I understand why Marcus takes what Franzen says more seriously than what Stephen King said when he won the National Book Award (when he says “There's a great deal of good stuff out there and not all of it is being done by writers whose work is regularly reviewed in the Sunday New York Times Book Review,” he is not talking about experimental literary fiction. He’s talking about his books, reviews of which have been ghetto-ized to the daily edition. Poor dear!). Marcus takes Franzen more seriously because Franzen continues to assert that he is the vanguard of experimental fiction, he is the most ambitious and difficult writer publishing today, and anyone else is just writing nonsense. They’re not writers at all, they’re doms beating up their subservient readers. Additionally, Franzen constantly asserts that he is the ideal reader for avant garde and experimental fiction, yet he holds it in such distain that he can’t read any of it. Dude, I am that reader, not you, and I am requesting that you quit insulting me before I kick your ass.

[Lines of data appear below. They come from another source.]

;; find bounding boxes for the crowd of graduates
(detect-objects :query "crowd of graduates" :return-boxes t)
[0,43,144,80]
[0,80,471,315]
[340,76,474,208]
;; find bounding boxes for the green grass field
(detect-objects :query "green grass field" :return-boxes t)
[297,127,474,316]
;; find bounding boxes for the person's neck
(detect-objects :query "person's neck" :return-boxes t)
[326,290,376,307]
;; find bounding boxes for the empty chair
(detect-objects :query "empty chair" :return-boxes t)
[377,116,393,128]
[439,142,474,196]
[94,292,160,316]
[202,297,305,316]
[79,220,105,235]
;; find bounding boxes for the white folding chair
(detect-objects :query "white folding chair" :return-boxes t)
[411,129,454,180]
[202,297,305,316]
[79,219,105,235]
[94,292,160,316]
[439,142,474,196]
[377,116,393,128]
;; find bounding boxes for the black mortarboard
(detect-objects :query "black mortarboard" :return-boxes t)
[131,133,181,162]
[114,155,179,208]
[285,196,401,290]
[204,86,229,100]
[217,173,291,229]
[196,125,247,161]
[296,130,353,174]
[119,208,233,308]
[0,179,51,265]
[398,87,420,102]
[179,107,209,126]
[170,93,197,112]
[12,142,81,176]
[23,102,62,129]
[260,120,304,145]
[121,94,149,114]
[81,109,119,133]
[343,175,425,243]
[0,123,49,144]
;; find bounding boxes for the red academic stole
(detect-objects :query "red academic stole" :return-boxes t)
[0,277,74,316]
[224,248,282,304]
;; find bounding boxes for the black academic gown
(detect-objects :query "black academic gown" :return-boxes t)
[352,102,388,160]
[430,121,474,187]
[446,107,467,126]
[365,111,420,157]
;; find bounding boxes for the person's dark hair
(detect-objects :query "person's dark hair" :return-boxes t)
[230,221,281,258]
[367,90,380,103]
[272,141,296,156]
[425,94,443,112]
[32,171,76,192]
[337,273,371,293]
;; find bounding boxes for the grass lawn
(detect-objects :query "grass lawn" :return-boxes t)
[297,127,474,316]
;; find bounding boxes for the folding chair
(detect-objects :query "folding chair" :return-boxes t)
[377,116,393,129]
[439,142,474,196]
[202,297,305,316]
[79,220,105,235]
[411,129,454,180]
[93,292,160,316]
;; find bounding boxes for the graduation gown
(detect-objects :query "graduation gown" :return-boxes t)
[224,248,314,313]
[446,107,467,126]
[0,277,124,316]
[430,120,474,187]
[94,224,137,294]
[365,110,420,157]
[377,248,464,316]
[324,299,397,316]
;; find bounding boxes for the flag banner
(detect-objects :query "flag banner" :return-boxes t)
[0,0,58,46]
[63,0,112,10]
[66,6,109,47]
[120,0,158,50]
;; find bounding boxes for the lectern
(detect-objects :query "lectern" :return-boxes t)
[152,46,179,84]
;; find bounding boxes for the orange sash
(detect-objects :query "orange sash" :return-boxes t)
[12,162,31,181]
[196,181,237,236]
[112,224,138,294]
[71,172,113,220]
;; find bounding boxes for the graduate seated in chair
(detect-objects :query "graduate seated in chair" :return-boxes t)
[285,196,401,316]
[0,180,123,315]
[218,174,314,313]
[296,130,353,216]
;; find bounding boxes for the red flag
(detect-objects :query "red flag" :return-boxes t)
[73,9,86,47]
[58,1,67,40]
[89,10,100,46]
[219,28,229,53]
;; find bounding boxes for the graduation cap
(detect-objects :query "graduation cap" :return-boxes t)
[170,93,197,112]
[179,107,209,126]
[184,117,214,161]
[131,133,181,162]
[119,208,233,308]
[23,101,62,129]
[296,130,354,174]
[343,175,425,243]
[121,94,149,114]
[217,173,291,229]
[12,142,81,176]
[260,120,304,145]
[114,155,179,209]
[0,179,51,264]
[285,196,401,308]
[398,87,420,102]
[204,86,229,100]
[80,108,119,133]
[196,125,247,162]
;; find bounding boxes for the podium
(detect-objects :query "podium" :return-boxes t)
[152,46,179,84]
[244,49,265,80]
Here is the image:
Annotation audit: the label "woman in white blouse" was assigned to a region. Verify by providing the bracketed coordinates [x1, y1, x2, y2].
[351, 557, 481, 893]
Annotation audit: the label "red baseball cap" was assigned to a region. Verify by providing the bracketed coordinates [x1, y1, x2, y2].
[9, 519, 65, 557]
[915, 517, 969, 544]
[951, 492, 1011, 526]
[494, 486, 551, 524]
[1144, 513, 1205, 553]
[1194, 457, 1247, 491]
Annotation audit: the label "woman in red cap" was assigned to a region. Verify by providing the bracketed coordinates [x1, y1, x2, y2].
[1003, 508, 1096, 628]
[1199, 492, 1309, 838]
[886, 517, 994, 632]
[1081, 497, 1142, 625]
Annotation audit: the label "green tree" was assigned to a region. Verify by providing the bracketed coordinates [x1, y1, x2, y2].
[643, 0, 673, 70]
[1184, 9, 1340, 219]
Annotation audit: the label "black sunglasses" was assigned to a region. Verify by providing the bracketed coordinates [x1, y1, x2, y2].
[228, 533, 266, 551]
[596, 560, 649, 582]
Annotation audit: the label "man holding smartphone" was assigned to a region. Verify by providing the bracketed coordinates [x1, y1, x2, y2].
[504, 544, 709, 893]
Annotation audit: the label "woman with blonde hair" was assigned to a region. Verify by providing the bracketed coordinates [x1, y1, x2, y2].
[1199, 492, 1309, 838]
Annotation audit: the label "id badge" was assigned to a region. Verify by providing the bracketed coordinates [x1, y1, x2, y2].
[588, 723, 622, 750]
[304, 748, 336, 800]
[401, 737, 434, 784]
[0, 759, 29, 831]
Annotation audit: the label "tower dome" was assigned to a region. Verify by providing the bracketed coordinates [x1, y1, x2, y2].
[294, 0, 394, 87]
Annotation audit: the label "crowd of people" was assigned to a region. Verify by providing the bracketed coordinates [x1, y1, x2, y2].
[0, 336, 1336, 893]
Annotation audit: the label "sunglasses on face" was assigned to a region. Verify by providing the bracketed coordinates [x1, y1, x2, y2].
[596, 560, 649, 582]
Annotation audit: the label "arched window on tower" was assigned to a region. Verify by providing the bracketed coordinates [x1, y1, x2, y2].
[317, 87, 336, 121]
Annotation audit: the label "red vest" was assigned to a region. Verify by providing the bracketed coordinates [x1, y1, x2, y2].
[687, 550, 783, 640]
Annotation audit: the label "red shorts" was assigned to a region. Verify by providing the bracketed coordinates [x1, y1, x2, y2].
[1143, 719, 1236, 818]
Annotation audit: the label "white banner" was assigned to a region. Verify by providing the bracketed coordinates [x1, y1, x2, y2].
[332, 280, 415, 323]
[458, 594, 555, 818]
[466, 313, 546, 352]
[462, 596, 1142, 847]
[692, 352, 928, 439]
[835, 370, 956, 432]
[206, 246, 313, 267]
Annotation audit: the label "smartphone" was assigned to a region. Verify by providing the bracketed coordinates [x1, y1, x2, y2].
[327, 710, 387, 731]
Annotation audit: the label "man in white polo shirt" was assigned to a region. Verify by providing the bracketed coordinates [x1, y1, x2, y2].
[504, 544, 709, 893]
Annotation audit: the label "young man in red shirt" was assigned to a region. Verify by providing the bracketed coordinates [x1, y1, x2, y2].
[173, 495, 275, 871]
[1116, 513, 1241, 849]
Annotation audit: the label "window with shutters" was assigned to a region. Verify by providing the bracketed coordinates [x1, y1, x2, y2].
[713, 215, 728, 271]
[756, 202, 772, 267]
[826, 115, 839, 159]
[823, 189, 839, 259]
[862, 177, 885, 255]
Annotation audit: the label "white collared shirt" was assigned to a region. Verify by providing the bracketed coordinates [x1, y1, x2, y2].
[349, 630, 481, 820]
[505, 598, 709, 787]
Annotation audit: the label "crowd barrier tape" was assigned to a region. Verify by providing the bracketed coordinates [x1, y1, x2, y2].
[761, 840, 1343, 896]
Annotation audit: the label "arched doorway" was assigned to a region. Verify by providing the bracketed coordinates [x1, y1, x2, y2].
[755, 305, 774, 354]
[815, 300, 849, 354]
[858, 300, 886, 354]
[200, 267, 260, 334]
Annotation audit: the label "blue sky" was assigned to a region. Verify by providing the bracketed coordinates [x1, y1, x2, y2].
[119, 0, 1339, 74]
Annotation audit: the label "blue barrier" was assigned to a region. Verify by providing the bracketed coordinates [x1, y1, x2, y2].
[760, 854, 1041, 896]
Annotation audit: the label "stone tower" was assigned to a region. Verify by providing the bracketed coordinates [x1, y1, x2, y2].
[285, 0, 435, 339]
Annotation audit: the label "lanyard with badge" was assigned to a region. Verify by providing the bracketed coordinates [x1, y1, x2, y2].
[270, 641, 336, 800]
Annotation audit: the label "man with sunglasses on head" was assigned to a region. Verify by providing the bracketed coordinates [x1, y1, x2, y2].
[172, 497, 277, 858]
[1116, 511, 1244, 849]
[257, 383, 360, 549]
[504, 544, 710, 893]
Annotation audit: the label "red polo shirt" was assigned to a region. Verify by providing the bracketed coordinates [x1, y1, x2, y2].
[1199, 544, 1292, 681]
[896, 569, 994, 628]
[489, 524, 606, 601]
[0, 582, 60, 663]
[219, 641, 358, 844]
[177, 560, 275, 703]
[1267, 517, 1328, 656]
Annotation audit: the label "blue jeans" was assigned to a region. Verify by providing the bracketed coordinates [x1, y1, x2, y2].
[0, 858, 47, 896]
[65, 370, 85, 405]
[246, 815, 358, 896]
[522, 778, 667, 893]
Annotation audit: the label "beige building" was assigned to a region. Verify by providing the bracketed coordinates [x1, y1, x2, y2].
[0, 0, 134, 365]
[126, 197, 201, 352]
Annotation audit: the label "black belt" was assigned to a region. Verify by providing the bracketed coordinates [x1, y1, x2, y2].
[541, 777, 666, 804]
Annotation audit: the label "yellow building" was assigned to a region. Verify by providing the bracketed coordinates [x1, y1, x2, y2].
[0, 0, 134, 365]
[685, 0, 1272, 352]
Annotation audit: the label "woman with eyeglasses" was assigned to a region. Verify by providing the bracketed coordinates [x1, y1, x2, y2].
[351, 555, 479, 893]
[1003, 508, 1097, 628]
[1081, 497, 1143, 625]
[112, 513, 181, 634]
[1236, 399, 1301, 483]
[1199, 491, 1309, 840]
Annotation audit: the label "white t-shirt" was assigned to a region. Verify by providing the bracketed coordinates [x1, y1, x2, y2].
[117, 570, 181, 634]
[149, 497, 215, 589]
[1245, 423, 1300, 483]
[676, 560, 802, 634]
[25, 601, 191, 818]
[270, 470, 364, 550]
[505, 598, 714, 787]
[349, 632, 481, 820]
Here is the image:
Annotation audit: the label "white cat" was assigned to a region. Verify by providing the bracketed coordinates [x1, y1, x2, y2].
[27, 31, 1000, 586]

Essentially I see the problem as this: everyone is beating up on the nerdy kids, even the other nerdy kids. Because publishing is ALL nerdy kids. King and Franzen will gladly cast oblique aspersions at people like Ellen Gilchrist and Don Delillo, people who may not be household names but have had honors bestowed upon then nonetheless (and who get reviewed in the New York Times Book Review). How dare the National Book Foundation award a prize to something as difficult as Cormac McCarthy’s All The Pretty Horses? It’s funny, if you go back and look at the NBA winners for the last 50 years, you’ll see a lot of familiar names. It seems that these awards are indeed going to the big name people, the publishing rock-stars. I guess you wuz wrong Stephen King.

But the real thesis of Marcus’s article is this: the avant garde—Ben Marcus and Lydia Davis, Marianne Robison, David Means and David Gates, and yes, even David Foster Wallace—are the future of fiction. Not that you’re all going to be reading difficult fiction 10 years or 50 years from now, but that fiction will die as an art if it does not go forward. People like Franzen and King don’t want the art to progress. Why do you want to kill what you love, dudes? What, if you can't have literature, no one can hav her? That's crazy talk. I also don’t understand why you want to fight with me. I am a mean and dirty fighter, and I will win. The difficult writers will continue to publish, and will continue not to sell any books, whether you want them to or not. And I and 35 other people will read them and enjoy them.

I guess the problem is this: I’m a really attractive reader, and I am the reader you really want, the one who will get below the sentences of the text, who will be right there with you when you make your linguistic pirouettes. Guess what? Your worst fear has been realized—you’re not good enough for me.